I've met him several times via a business interest he shares with the father of someone one of my brothers knows quite well (how convoluted can you get?). He's nice enough, but I'm annoyed with him for abolishing prescription charges.
By doing so he has made an issue out of something that (to my knowledge) didn't bother a lot of people. If prescription charges were £6.85 per item (as they are in the UK), then they would have bothered/inconvenienced a lot of people, but they were only £2.10 per item.

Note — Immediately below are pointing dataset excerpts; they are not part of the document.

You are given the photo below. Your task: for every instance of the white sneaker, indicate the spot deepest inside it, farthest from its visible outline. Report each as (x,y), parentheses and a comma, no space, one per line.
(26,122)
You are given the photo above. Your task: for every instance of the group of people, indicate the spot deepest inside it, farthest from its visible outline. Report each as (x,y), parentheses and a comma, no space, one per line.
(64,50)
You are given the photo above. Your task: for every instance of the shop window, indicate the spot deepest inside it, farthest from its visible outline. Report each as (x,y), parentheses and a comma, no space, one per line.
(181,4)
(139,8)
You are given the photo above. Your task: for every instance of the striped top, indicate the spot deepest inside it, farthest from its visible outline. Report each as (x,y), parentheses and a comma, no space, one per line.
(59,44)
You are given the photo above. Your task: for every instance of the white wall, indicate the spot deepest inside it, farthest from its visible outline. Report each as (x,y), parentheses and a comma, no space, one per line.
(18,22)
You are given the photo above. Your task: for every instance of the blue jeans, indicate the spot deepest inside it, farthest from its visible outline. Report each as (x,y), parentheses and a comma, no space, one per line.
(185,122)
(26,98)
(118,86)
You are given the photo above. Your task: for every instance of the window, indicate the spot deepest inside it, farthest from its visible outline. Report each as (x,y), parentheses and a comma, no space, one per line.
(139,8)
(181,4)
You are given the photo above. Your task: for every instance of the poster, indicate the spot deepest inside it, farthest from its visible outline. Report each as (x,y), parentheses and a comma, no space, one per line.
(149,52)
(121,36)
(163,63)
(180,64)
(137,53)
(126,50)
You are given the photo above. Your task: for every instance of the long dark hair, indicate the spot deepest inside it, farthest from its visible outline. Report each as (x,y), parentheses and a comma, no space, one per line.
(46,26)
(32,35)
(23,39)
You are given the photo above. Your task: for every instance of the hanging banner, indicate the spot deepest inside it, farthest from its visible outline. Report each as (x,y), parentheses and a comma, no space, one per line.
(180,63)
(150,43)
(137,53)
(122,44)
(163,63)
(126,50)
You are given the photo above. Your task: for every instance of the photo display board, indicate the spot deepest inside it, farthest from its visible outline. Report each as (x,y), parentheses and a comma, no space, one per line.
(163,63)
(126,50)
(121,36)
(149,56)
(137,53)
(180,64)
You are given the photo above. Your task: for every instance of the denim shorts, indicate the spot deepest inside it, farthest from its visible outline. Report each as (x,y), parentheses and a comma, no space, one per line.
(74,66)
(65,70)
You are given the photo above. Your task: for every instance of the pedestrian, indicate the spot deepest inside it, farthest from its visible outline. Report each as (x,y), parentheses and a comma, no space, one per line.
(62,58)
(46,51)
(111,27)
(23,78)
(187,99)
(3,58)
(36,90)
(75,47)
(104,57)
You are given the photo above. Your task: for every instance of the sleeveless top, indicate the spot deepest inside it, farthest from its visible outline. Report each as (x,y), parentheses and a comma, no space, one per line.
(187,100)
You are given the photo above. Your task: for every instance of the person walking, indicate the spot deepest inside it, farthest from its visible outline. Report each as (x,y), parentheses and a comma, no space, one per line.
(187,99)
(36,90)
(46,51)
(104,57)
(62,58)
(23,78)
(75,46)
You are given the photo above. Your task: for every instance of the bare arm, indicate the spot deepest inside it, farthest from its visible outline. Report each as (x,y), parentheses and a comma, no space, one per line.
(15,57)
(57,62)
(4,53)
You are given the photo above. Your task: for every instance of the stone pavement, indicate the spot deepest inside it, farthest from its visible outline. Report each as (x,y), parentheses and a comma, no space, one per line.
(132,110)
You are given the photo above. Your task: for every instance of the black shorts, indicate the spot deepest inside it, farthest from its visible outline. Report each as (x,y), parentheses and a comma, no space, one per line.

If you want an analogy, then the poll tax fiasco in the UK is a good one. The system of local taxation (property based 'rates') that preceded the poll tax wasn't liked by those who had to pay and wasn't particularly fair (as in no clear link between having a large house and consuming more locally provided/funded services), but it was tolerated. By introducing the poll tax, the then govt. created a political controversy when there was no need to, and the issue of local taxation in the UK has been hot politics ever since.
Consequently, he has given away £2.5 million without ever being able to get it back (reintroducing charges would be political suicide - see previous paragraph), which is daft given the fact that most people want to States to either spend less money and/or spend it more efficiently. £2.5 million could do a lot of good if it was spent/allocated properly (that is dozens of extra staff that could be employed [or dozens of staff that could be dismissed...]), but he has gifted this away when there was no need to. I'm sure that there exists people for whom the costs of multiple prescription charges were/are a incovenience, but there must be a better way of resolving that problem. I could easily afford the charges (which were £4.20 per month on my 'regime'), so I see no reason why I shouldn't continue to pay them.
Everything associated with the abolition of prescription charges smacks of political/economic stupidity to me.